We also reviewed design patent results at the International Trade Commission and the UPSTO Patent Trial and Appeal Board. There were fewer cases in these courts, but the data we found paints a picture that is far from bleak.

For the period 2011-2020, ITC validity decisions upheld the patent 95% of the time and invalidated it only 5%. Given the ITC’s relatively small population of design patent cases, we caution against strong conclusions about the strategic behavior of courts, as often seen with utility patents. Yet the available data suggests that the ITC does not invalidate two-thirds of the design patents claimed there.

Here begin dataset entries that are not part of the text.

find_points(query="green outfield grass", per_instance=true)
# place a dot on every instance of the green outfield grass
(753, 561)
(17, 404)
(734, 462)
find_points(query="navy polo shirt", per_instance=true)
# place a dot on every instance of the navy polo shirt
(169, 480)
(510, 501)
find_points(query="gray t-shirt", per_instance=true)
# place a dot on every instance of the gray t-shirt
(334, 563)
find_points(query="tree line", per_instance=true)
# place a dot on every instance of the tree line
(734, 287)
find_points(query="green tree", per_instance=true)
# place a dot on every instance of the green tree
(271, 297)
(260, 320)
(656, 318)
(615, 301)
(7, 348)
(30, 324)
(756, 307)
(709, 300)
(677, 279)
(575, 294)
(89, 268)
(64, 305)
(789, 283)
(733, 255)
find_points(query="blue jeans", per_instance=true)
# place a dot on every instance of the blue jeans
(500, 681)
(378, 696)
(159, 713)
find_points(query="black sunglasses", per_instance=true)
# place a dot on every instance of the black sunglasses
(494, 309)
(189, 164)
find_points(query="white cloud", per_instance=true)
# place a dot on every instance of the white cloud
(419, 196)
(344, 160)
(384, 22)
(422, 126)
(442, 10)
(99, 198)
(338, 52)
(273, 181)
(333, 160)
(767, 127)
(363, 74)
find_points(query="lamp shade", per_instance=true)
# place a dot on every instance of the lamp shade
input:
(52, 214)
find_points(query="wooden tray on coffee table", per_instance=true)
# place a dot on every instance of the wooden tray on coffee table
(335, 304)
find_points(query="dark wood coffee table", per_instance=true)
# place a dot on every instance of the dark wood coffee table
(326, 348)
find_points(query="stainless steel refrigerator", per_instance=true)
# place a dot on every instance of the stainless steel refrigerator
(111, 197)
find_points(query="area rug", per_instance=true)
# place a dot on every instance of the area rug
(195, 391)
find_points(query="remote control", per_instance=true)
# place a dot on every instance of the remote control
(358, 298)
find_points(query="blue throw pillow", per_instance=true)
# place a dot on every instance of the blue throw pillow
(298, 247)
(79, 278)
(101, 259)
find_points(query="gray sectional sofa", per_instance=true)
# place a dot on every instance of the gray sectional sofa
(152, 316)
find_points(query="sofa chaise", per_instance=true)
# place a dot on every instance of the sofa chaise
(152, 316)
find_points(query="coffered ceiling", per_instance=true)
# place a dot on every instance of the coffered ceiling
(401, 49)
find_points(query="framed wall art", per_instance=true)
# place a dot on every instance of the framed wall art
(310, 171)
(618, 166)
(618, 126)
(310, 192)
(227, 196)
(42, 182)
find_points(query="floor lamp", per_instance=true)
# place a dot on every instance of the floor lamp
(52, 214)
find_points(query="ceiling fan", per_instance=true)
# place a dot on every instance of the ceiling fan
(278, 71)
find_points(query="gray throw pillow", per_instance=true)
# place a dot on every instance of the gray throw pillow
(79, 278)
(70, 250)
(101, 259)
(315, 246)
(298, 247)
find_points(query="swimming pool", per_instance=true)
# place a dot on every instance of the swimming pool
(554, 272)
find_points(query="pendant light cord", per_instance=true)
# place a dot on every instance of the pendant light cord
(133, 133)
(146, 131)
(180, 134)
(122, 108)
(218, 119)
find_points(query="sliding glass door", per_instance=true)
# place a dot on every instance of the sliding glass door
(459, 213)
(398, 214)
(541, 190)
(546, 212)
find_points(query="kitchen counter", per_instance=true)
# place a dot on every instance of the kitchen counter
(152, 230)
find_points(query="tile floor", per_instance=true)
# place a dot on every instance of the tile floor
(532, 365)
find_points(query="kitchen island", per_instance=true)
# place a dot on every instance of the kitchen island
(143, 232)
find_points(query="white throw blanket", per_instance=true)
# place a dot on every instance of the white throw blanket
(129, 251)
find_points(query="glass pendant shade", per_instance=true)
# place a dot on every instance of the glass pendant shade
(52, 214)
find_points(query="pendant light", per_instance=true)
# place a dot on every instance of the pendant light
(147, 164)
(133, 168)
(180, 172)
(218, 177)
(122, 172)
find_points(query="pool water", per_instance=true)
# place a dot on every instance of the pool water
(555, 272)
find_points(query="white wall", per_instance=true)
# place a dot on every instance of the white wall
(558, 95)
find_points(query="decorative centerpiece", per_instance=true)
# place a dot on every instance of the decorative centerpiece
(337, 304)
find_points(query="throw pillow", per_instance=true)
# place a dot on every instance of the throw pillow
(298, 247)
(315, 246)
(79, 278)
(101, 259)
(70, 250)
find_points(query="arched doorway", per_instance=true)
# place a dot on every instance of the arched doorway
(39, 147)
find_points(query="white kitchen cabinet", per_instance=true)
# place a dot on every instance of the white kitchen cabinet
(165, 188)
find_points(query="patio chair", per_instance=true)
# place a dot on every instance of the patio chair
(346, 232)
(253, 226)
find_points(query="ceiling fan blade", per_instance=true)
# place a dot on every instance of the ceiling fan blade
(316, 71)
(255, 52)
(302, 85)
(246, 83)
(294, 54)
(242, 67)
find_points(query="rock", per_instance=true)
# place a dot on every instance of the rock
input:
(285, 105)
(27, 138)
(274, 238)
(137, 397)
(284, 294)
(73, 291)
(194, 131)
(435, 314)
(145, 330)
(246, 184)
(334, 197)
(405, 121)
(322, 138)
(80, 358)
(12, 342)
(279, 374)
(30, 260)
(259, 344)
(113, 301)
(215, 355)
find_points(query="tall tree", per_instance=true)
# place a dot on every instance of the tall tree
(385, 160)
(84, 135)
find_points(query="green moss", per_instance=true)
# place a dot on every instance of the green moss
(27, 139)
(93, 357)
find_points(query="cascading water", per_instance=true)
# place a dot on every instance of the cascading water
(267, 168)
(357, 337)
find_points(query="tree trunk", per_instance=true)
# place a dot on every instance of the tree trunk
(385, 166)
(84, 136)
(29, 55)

Meanwhile, since the PTAB trial proceedings went online in 2012 through 2020, the survival rate of design patents in these administrative trials has been 79%, reflecting a 78% survival rate among cases PGD ​​and 81% among PGR cases. We refer to an overall survival rate because patents can survive (1) when the petitions challenging them are never filed – i.e. they are examined by the PTAB – as well as (2) when they are evaluated on the merits and are deemed not invalid. The overall PTAB survival rate we report takes both into account.

Application of design patents

Finally, our research did not support the claim that most of the design patents in dispute are not infringed:

Infringement findings as a share of design patent infringement findings by district courts (12-month average) (2011-2021)

Among district court cases decided between 2011 and 2021, the share of decisions in which the court found infringement showed some volatility, but in general the share of design patent decisions in which court found infringement has remained almost entirely above 50% since 2011. Since 2015, the share of design patent decisions in which the court has found infringement has remained above 80%.

Again, we caution against over-interpreting these results. Our goal is to correct course and redirect conventional wisdom that relies on an inaccurate and incomplete statistical picture. Thus, we are extremely aware of the risk of replacing one erroneous view with another.

What happens afterwards?

A number of people have called for changes to the design patent system, frequently relying on the myths we have now debunked. We hope that our paper will shed more light on these debates and, at a minimum, encourage more factual discussion of these important policy issues. We also call for more empirical research and more transparency of data in this area. For example, we see no good reason for the USPTO not to publish all design patent applications. We know the USPTO is bound by current law, and we call on Congress to reconsider this policy and stop exempting design patents from the general publication requirements of 35 USC § 122.

Reasonable minds may differ as to whether 18 months is the right time for publication, as it is with utility patents, but there’s no good reason – at least none we’ve heard yet. – to keep them secret forever (unless granted). Publishing these applications would not only provide more data for research and policy analysis, but also provide transparency about how the USPTO processes applications for this increasingly important class of patents.


Editor’s note: We require disclosure of conflicts of interest for guest posts, including financial interests and representation of interested parties. One of the authors (Vishnubhakat) indicated a mitigated potential financial conflict as he owns shares in a number of companies, including some technology companies that hold utility and/or design patents.